W środę 17 marca, na stronie Państwowej Agencji Atomistyki na kilkadziesiąt minut pojawił się dziwny, niepokojąco brzmiący komunikat. Mówił o wykryciu substancji promieniotwórczych na Litwie i w Polsce, które miały być uwolnione do środowiska.
Okazuje się, że komunikat został umieszczony na stronie w wyniku ataku hakerskiego. Potwierdził to dziennikarz RMF FM w rozmowie z rzecznikiem PAA. Włamanie na serwery ma być zgłoszone na policję.
PAA: Informacje o zagrożeniu są nieprawdziwe
Po zdarzeniu PAA opublikowała na swojej stronie oświadczenie, w którym ostrzega przed fake newsami.
„Informacje o rzekomym komunikacie PAA, jakoby zaistniało zagrożenie radiologiczne, są NIEPRAWDZIWE. PAA nie odnotowała żadnych niepokojących wskazań aparatury pomiarowej.
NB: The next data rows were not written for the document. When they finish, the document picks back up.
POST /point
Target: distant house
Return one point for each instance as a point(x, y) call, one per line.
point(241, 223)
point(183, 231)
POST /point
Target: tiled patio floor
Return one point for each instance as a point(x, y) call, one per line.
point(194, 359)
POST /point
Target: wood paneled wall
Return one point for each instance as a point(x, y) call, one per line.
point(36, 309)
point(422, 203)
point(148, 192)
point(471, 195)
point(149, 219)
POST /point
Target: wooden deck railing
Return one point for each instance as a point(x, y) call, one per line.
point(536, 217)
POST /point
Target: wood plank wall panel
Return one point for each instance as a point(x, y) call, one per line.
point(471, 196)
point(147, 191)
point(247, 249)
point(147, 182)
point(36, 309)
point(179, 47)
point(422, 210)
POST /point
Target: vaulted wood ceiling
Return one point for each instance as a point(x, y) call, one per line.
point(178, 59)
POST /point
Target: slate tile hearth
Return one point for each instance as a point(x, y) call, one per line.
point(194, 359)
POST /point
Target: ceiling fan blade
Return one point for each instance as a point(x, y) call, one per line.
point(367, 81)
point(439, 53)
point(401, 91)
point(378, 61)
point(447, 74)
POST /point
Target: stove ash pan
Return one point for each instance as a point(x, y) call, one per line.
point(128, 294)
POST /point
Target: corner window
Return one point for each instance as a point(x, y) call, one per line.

Nie otrzymaliśmy żadnych sygnałów o niebezpieczeństwie od partnerów międzynarodowych” – czytamy na stronie agencji.
PAA przed fake newsami ostrzegała także w zeszłym roku, gdy pojawiały się nieprawdziwe informacje o zagrożeniu Polski w związku z pożarami szalejącymi w bezpośrednim sąsiedztwie ruin elektrowni atomowej w Czarnobylu.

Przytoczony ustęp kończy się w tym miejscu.